«Papá, pergunta-me ele, é verdade que os ricos são os mais fortes do mundo? – Sim, Iliucha, digo-lhe eu, não há ninguém mais forte do que o rico.
– Papá, vou enriquecer, vou ser oficial do exército e vou vencer todos os inimigos, o czar dá-me uma medalha e então eu venho cá e ninguém se atreverá comigo. Depois calou-se e disse, com os lábios a tremer, a tremer: Papá, que má cidade é a nossa!».

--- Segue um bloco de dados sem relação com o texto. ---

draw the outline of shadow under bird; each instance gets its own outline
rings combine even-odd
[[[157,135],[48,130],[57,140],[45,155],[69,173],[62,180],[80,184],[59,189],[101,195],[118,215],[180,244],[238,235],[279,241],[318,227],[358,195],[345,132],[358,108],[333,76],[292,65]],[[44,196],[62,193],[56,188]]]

Ler é questionar, escrever é continuar a questionar, mas procurando já algumas respostas. O que Dostoiévski faz vai para além disso: se numa das suas histórias houver uma ceia entre míopes e cegos, e no final surgir um morto, ninguém ficará isento de culpa, incluindo o próprio morto. Durante toda a sua vida, o autor terá lavrado sobre a ferrugem da miséria e da pobreza para tentar arrancar os pecados que se colam a todas as camadas humanas.
Sempre senti um fascínio terrível pelas letras russas. Primeiro foi o fascínio pelo fascínio, mais tarde passou a ser o impulso louco de perceber a mente maltrapilha, hoje, é uma mistura de ambos. Os “Irmãos Karamázov” foi o último livro de Dostoiévski e, segundo Freud, «a maior obra da história». Eu não terei o impulso de elevar o romance a esse grau, mas consigo ver nele fragmentos de histórias que ficaram para trás. Com o seu jeito impudente de desmascarar até o mais inocente, este Dostoiévski é feito de ritmos lentos, cheio de reticências e parêntesis.

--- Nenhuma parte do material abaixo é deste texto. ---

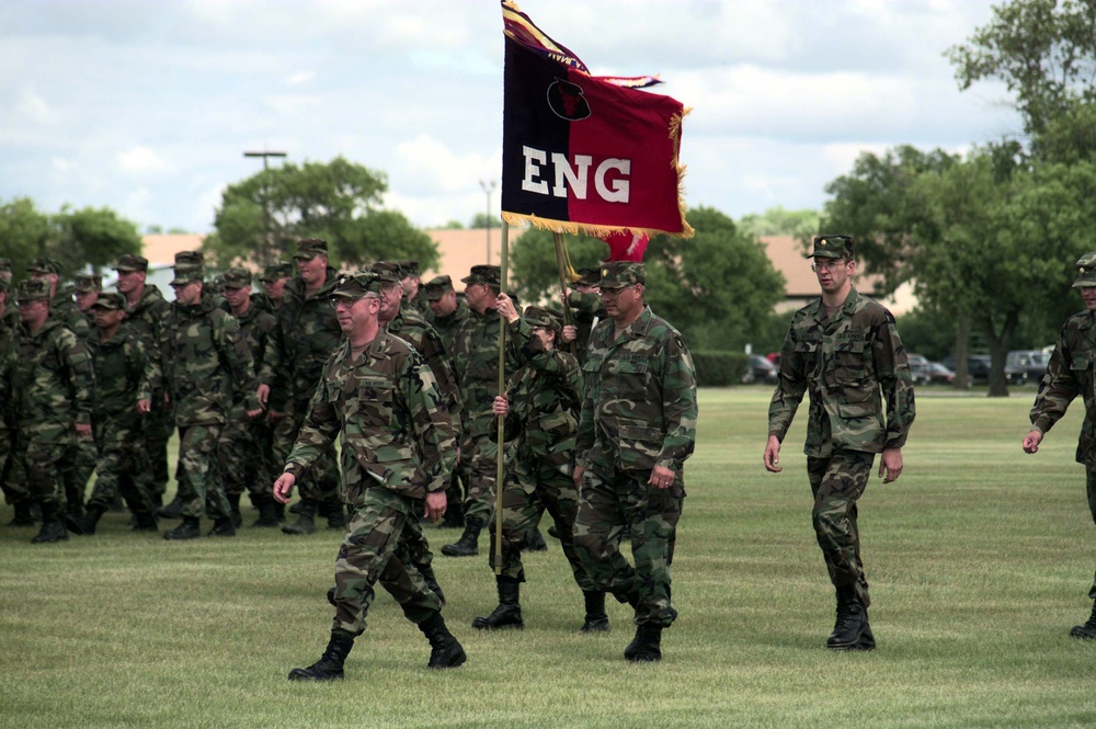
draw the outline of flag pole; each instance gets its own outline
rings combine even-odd
[[[559,291],[563,298],[563,324],[570,327],[571,305],[567,300],[567,271],[563,267],[563,236],[556,230],[552,231],[552,238],[556,240],[556,265],[559,266]],[[574,344],[574,340],[568,342],[568,349],[571,351],[571,354],[575,354],[578,348]]]
[[[502,221],[502,248],[499,251],[499,291],[505,293],[510,285],[506,282],[510,257],[510,224]],[[499,315],[499,395],[506,392],[506,324],[509,322]],[[495,459],[494,472],[494,573],[502,574],[502,491],[505,486],[505,468],[503,458],[506,452],[506,419],[498,419],[499,454]]]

Logo no início são-nos apresentados três irmãos e um pai que pertencem a uma Rússia que já se habituou ao horror humano. A voz do narrador indica-nos Aliocha como o herói, claro que o leitor será livre de querer seguir essa voz ou não, mas com um coração frouxo sentir-nos-emos tentados a depositar nele todas as esperanças: «Senhores, meus queridos senhores, sejamos todos generosos e corajosos como Iliúchetchka; inteligentes, generosos e corajosos como Kólia (e que ainda será muito mais inteligente quando crescer); e sejamos tímidos, mas inteligentes como Kartachov».

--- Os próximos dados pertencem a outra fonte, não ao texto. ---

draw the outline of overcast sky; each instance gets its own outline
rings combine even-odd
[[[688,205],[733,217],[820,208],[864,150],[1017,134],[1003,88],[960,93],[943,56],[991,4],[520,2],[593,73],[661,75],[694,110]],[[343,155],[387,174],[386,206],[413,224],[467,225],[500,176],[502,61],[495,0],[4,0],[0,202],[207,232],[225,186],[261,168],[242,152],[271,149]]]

Num crime em câmara lenta, São Petersburgo é uma personagem e a alma humana é a cidade a que tudo dá início. Primeiro caminha-se nela de passadas largas e seguras, para depois gatinhar em cartas bêbadas e fés de três mil rublos. Kólia Krasotkin, não sendo a personagem principal, foi aquela que me despertou mais interesse. Adulto, antes de ser menino, aventurou-se precocemente nos livros, rejeitando qualquer género de sentimentalismo. E embora nas primeiras passagens nos seja descrito como uma criança um tanto ou quanto arrogante, a amizade que Aliocha lhe mostrou tê-lo-á encorajado a ser diferente: «Sabe uma coisa? Durante o último mês tenho dito para comigo: Ou ficamos amigos à primeira vista, para sempre, ou à primeira vista, despedimo-nos como inimigos até à morte!».
Vidas precoces e sem alguém a quem chamar de pai levantam-se assim – sem afago, e sem lusco-fusco.